PGVectorStore
PGVectorStore
is an implementation of a LangChain vectorstore using postgres
as the backend.
This notebook goes over how to use the PGVectorStore
API.
The code lives in an integration package called: langchain-postgres.
Setup
This package requires a PostgreSQL database with the pgvector
extension.
You can run the following command to spin up a container for a pgvector
enabled Postgres instance:
docker run --name pgvector-container -e POSTGRES_USER=langchain -e POSTGRES_PASSWORD=langchain -e POSTGRES_DB=langchain -p 6024:5432 -d pgvector/pgvector:pg16
Install
Install the integration library, langchain-postgres
.
%pip install --upgrade --quiet langchain-postgres
# This notebook also requires the following dependencies
%pip install --upgrade --quiet langchain-core langchain-cohere sqlalchemy
Set your Postgres values
Set your Postgres values to test the functionality in this notebook against a Postgres instance.

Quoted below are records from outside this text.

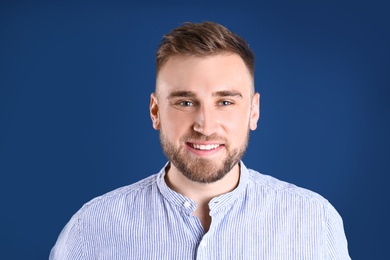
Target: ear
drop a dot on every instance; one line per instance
(154, 114)
(255, 111)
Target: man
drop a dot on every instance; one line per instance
(204, 204)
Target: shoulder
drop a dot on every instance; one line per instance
(282, 190)
(123, 196)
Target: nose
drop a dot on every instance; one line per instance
(206, 121)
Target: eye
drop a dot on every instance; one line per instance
(186, 103)
(225, 103)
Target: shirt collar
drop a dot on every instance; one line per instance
(216, 205)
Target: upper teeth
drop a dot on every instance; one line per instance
(205, 147)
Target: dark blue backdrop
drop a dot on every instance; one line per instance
(75, 80)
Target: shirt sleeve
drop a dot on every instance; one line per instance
(335, 240)
(69, 243)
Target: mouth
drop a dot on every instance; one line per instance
(204, 147)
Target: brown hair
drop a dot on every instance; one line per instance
(203, 39)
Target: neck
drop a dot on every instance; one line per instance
(202, 193)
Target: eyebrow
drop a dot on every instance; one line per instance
(223, 93)
(227, 93)
(181, 93)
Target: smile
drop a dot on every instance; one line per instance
(204, 147)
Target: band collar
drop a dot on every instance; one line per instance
(216, 204)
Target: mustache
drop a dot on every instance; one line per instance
(195, 136)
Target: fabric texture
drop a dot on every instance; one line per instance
(263, 218)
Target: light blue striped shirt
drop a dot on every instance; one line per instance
(263, 218)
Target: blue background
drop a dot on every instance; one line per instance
(75, 81)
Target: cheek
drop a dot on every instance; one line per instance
(175, 125)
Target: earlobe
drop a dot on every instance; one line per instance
(255, 111)
(154, 111)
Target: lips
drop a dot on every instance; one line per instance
(204, 147)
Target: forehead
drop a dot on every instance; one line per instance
(204, 74)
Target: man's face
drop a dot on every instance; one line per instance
(204, 108)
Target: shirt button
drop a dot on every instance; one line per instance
(187, 204)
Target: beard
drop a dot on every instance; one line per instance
(202, 170)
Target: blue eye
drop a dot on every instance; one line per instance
(186, 103)
(225, 103)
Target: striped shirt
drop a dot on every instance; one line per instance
(263, 218)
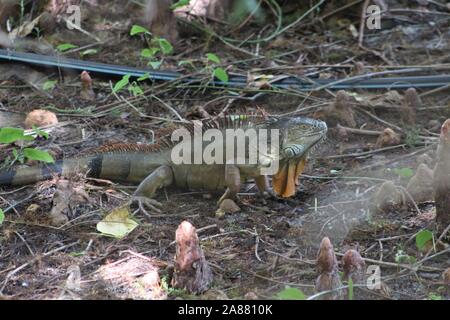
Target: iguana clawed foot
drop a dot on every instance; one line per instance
(149, 203)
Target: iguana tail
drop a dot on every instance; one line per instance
(117, 162)
(28, 175)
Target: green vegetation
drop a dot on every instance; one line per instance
(12, 135)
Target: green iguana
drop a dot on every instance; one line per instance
(152, 166)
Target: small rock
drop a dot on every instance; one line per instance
(229, 206)
(387, 197)
(387, 138)
(40, 118)
(354, 266)
(220, 214)
(425, 159)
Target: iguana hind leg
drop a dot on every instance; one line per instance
(233, 182)
(265, 191)
(161, 177)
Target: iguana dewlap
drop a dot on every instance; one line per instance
(152, 166)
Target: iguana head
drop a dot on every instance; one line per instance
(297, 136)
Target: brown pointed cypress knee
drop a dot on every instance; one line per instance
(441, 179)
(192, 272)
(327, 268)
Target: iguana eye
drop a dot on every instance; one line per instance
(293, 151)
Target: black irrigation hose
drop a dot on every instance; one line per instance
(236, 81)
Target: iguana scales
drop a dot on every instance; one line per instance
(152, 167)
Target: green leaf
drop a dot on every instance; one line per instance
(212, 57)
(404, 172)
(155, 64)
(221, 74)
(149, 52)
(188, 62)
(135, 29)
(401, 257)
(39, 155)
(88, 52)
(291, 294)
(179, 3)
(122, 83)
(165, 46)
(144, 77)
(49, 85)
(422, 238)
(117, 223)
(65, 46)
(39, 132)
(135, 89)
(10, 135)
(350, 289)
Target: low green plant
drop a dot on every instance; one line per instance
(289, 293)
(158, 48)
(212, 61)
(423, 237)
(12, 135)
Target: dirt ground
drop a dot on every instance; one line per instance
(262, 249)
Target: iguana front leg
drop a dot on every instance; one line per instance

# @title Set your values or use the defaults to connect to Docker { display-mode: "form" }
POSTGRES_USER = "langchain" # @param {type: "string"}
POSTGRES_PASSWORD = "langchain" # @param {type: "string"}
POSTGRES_HOST = "localhost" # @param {type: "string"}
POSTGRES_PORT = "6024" # @param {type: "string"}
POSTGRES_DB = "langchain" # @param {type: "string"}
TABLE_NAME = "vectorstore" # @param {type: "string"}
VECTOR_SIZE = 1024 # @param {type: "int"}
Initialization
PGEngine Connection Pool
One of the requirements and arguments to establish PostgreSQL as a vector store is a PGEngine
object. The PGEngine
configures a shared connection pool to your Postgres database. This is an industry best practice to manage number of connections and to reduce latency through cached database connections.
PGVectorStore
can be used with the asyncpg
and psycopg3
drivers.
To create a PGEngine
using PGEngine.from_connection_string()
you need to provide:
url
: Connection string using thepostgresql+asyncpg
driver.
Note: This tutorial demonstrates the async interface. All async methods have corresponding sync methods.
# See docker command above to launch a Postgres instance with pgvector enabled.
CONNECTION_STRING = (
f"postgresql+asyncpg://{POSTGRES_USER}:{POSTGRES_PASSWORD}@{POSTGRES_HOST}"
f":{POSTGRES_PORT}/{POSTGRES_DB}"
)
# To use psycopg3 driver, set your connection string to `postgresql+psycopg://`
from langchain_postgres import PGEngine
pg_engine = PGEngine.from_connection_string(url=CONNECTION_STRING)
To create a PGEngine
using PGEngine.from_engine()
you need to provide:
engine
: An object ofAsyncEngine
from sqlalchemy.ext.asyncio import create_async_engine
# Create an SQLAlchemy Async Engine
engine = create_async_engine(
CONNECTION_STRING,
)
pg_engine = PGEngine.from_engine(engine=engine)
Initialize a table
The PGVectorStore
class requires a database table. The PGEngine
engine has a helper method ainit_vectorstore_table()
that can be used to create a table with the proper schema for you.
See Create a custom Vector Store or Create a Vector Store using existing table for customizing the schema.
await pg_engine.ainit_vectorstore_table(
table_name=TABLE_NAME,
vector_size=VECTOR_SIZE,
)
Optional Tip: 💡
You can also specify a schema name by passing schema_name
wherever you pass table_name
. Eg:
SCHEMA_NAME="my_schema"
await pg_engine.ainit_vectorstore_table(
table_name=TABLE_NAME,
vector_size=768,
schema_name=SCHEMA_NAME, # Default: "public"
)
Create an embedding class instance
You can use any LangChain embeddings model.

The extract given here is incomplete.